Jika bukan oleh diri kita sendiri lalu siapa lagi, kira-kira seperti itulah bunyi motivasinya. Semoga bapak-bapak yang sedang menunggu pilpres tiba membaca masalah ini. Kita memang bangsa yang suka bergotong royong, jangankan untuk membuat masjid, dan musala, pekerjaan yang seharusnya dikerjaan oleh orang ahli saja bisa dikerjakan dengan sistem kebersamaan, dengan gotong-royong yang dilakukan bapak-bapak komplek misalnya.

Negara perlu berterima kasih kepada bapak-bapak yang melakukan usaha kolektif untuk mengecor jalannya sendiri, sekaligus gorong-gorongnya. Negara juga perlu berterima kasih kepada para ibu-ibu yang berjuang di dapur mereka untuk memberikan dorongan semangat kepada suami-suami mereka. 

Jika tulisan ini memuat data, desa mana saja atau kampung mana saja yang telah melakukannya pastilah terlalu banyak. Karena saking banyaknya kaum bapak-bapak di seluruh negeri ini yang berhasil membuat saluran airnya, maka meskipun mereka menggunakan uang dari hasil jerih payahnya sendiri setidaknya mereka tetap nampak bahagia. Mereka tidak pernah menanyakan kemana uang pajak yang telah dibayar. Tapi ujung-ujungnya keluar uang dan tenaga sendiri juga.
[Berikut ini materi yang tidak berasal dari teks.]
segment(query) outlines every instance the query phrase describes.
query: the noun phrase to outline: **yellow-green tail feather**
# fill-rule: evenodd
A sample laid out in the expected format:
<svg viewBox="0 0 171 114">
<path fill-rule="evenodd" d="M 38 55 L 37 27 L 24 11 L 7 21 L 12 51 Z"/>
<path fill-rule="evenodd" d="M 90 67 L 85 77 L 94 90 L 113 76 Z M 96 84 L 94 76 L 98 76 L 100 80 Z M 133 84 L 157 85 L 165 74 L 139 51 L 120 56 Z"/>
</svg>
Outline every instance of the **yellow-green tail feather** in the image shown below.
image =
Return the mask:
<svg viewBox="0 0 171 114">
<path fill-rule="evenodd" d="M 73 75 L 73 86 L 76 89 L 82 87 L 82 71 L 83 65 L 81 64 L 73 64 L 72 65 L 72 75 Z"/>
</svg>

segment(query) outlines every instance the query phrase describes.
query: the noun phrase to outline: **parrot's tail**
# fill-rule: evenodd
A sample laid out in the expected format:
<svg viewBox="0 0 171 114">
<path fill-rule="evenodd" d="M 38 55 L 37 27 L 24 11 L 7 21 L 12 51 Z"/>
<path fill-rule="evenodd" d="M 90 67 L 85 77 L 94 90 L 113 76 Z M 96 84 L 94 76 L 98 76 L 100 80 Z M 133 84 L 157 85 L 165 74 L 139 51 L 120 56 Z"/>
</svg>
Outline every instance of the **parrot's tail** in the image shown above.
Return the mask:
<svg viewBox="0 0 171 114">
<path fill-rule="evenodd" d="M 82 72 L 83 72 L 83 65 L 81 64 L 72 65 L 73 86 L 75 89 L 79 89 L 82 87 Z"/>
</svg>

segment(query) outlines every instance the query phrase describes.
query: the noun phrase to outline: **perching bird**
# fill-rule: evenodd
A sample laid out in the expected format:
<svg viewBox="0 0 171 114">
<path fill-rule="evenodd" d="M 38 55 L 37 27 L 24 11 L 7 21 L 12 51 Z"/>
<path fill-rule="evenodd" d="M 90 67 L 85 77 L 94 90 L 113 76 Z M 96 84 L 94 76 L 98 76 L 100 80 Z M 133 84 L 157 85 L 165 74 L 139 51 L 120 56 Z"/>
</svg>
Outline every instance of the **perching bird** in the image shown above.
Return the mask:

Saking lucunya kondisi jalan kita, orang-orang sebelum media sosial mengangkat telah banyak cerita humornya tentang gorong dan jalan raya yang rusak. Sayangnya cerita yang dibuat oleh orang terdahulu tidak pernah sampai menggores telinga pejabat, tinggal tutup kuping, dan mata saja. Akan tetapi di era digital seperti saat ini, pelaporan mudah dibuat, bahkan bisa dilakukan hanya dengan menggunggah vidio atau foto ke dalam maya. Yang padahal ceritanya masih sama, yaitu kisah humor tentang jalanan berlubang yang nampak seperti kolam pemancingan. 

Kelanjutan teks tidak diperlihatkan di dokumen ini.